Im vorherigen Kapitel haben wir Übungen beschrieben, die helfen, die eigene Tiefe zu entdecken. Nun macht es aber einen großen Unterschied, in welcher Haltung ich eine Übung mache. Wenn ich eine Meditation mit spielerischer Neugier mache „Ah, wie ist denn das? Was passiert denn da?“, wird etwas anderes geschehen, als wenn ich verbissen daran herangehe: „Das muss doch gehen!“ Im ersten Fall werde ich etwas entdecken, was auch immer, im zweiten Fall werde ich angespannter werden. Meditation ist nicht automatisch hilfreich im Leben eines Menschen. Es hängt ganz davon ab, wie sie praktiziert wird. Auf die Ausrichtung kommt es an. Mit welcher Bewegung gehe ich an die Meditation heran und welche Bewegungen in mir stärke ich durch Meditation und Achtsamkeit? Das Wie ist wichtiger als das Was. Wie mache ich das, was ich mache? Das eingangs erwähnte Beispiel mit der Verbissenheit ist nicht zufällig gewählt. Meditation wird häufig eingesetzt aus dem unbewussten Wunsch heraus, mehr Kontrolle über das Leben zu bekommen. Wenn es mir mit meinem Willen nicht gelungen ist, vollständige Kontrolle über mein Leben zu gewinnen, so soll die Spiritualität jetzt den Weg öffnen zu dem, was ich will.

1 Vom verbissenen Üben zum neugierigen Forschen


Es gilt Neuland zu entdecken, die Tiefe meines Daseins zu erkunden, Muster meines Verhaltens zu durchschauen und so an innerer Freiheit zu gewinnen. Das ist spannend, aufregend und bisweilen – wie bei Entdeckungen ganz normal – auch anstrengend und gefährlich. Will ich etwas entdecken, brauche ich Interesse. Irgendetwas habe ich „gerochen“. Ich ahne, dass es da etwas gibt, was für mich wichtig ist. Diese Haltung des Forschens führt weiter. Es gibt dafür auch einen anderen Ausdruck: Anfängergeist. Eine neue Beziehung zu beginnen, den ersten Satz in ein neues Heft zu schreiben, eine neue Arbeit anzufangen: das hat etwas Aufregendes. Wir sind hellwach, mit ganzer Aufmerksamkeit dabei. Beim Meditieren erliegen wir schnell der Versuchung, ein bestimmtes Gefühl (wieder-)finden zu wollen. Der Anfängergeist bewahrt uns davor, unseren Vorstellungen zu folgen, wie wir meinen, dass es sein sollte. Auch die fünfte und die fünfzigste und die fünfhundertste Meditation werden mich mit Wesentlichem in Berührung bringen, wenn ich Sie im Anfängergeist angehe. So kommen wir im Meditieren weg von richtig oder falsch und werden zu Erfahrenden. Wir erfahren, was jetzt geschieht. Wir erforschen die Oberfläche und die Tiefe unseres Geistes.

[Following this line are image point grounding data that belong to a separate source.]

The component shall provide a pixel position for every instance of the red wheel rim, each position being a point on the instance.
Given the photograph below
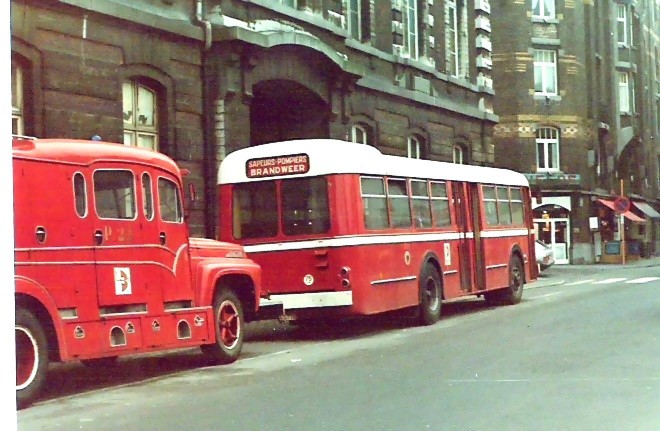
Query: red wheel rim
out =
(27, 357)
(229, 324)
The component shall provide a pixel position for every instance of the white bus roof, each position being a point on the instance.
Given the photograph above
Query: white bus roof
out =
(331, 156)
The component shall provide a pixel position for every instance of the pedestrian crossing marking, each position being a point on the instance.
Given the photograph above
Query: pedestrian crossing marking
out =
(642, 280)
(576, 283)
(611, 280)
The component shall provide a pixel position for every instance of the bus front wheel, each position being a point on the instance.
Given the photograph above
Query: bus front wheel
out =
(430, 295)
(31, 357)
(229, 328)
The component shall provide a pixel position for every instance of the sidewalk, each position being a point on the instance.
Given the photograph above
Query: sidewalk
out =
(554, 275)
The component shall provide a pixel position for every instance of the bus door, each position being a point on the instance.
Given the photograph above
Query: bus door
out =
(462, 211)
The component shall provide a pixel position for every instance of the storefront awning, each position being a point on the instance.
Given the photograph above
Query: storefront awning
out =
(629, 215)
(647, 209)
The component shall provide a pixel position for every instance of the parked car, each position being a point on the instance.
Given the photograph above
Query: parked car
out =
(544, 255)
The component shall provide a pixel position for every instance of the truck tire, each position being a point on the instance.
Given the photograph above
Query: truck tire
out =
(229, 327)
(430, 295)
(31, 357)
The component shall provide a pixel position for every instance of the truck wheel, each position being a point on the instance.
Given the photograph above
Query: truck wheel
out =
(31, 357)
(430, 295)
(229, 328)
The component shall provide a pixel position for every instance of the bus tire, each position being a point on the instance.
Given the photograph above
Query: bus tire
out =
(31, 357)
(430, 295)
(513, 293)
(229, 327)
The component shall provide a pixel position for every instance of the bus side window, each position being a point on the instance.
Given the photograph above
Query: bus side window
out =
(397, 197)
(421, 203)
(440, 204)
(517, 210)
(80, 194)
(504, 209)
(374, 203)
(114, 194)
(490, 205)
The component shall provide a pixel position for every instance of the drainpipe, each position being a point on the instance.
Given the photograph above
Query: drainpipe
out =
(209, 169)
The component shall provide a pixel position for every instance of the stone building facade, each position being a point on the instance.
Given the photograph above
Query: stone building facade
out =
(577, 95)
(199, 79)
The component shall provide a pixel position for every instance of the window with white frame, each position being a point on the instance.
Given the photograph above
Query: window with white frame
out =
(414, 148)
(410, 28)
(359, 134)
(458, 154)
(622, 24)
(140, 110)
(543, 8)
(17, 109)
(547, 149)
(354, 14)
(451, 37)
(624, 92)
(545, 72)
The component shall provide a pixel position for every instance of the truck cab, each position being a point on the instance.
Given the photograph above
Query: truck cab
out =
(105, 265)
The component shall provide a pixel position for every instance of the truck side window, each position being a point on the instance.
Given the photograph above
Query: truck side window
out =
(147, 195)
(169, 201)
(80, 194)
(114, 194)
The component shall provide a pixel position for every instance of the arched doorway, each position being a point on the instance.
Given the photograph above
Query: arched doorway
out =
(282, 110)
(553, 227)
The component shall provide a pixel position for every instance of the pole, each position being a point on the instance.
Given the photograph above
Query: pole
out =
(623, 232)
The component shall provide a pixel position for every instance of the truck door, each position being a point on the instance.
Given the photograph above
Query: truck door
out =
(173, 237)
(126, 274)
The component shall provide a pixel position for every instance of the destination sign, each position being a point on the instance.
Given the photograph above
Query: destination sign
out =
(294, 164)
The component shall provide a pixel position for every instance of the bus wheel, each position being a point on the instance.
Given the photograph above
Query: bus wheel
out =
(430, 296)
(228, 323)
(513, 294)
(31, 357)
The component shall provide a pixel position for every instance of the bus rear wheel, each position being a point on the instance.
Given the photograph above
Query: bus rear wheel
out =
(512, 294)
(229, 328)
(31, 357)
(430, 295)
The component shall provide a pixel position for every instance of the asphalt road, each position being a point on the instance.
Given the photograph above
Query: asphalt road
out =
(580, 355)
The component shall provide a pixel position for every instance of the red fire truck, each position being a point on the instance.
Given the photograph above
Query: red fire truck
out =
(105, 267)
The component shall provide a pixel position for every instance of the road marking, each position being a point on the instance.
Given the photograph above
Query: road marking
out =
(575, 283)
(610, 280)
(642, 280)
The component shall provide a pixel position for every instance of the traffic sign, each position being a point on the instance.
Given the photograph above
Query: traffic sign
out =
(621, 204)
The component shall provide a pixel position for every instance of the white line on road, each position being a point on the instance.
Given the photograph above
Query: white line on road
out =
(610, 280)
(642, 280)
(575, 283)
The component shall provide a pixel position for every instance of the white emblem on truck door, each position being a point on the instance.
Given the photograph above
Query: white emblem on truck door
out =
(123, 281)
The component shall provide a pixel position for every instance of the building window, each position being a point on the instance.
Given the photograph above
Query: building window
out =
(622, 24)
(545, 72)
(459, 154)
(414, 148)
(451, 40)
(543, 8)
(140, 115)
(359, 134)
(17, 109)
(410, 28)
(624, 93)
(547, 149)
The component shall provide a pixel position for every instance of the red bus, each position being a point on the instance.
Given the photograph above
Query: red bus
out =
(104, 265)
(341, 229)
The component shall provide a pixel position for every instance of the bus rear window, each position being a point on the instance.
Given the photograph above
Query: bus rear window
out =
(255, 210)
(305, 206)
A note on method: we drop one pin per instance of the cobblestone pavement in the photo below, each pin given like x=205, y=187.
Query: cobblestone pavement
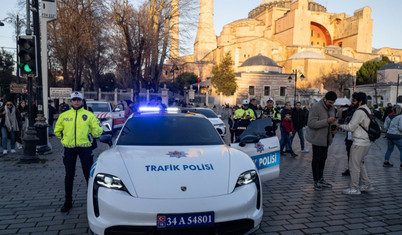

Interesse, Neugier wird in mir von etwas geweckt, das mich anzieht, in mir etwas zum Klingen bringt. Wir können es nicht genau benennen, aber wir spüren es. Das Ziel zieht mich an. Vielleicht begegne ich einem Menschen, der eine Ruhe und Kraft ausstrahlt, die ich mir wünsche. Seine oder ihre Präsenz weckt in mir ein schlummerndes Potenzial. Ein Sog entsteht, es zieht mich hin. Das ist etwas ganz anderes als Druck: Das muss bis dann und dann gemacht sein; das oder das muss sich ändern; das muss ich haben etc. Der Sog folgt wie das Wasser dem Gefälle. Schwerkraft ist auch Sog. Ich folge dem, was mich anzieht. Das Finden ereignet sich; es ist ein Entdecken. Es war schon da, sonst hätte ich es ja nicht gespürt. Nun ziehe ich die Decke weg von dem, was mich anzieht. Beim Meditieren entdecken wir uns selber. Wir durchschauen unsere Vor-stellungen – das, was wir vor die Wirklichkeit stellen – und sehen, was ist. Wir erleben Ent-Täuschung um Ent-Täuschung. Konrad Lorenz, der als Mutter der Graugänse berühmt wurde, sagte, das Wichtigste für einen Forscher sei, dass er jeden Morgen eine seiner Lieblingshypothesen über Bord wirft. Er will der Wahrheit näherkommen, also muss er das, was ihn daran hindert, loslassen.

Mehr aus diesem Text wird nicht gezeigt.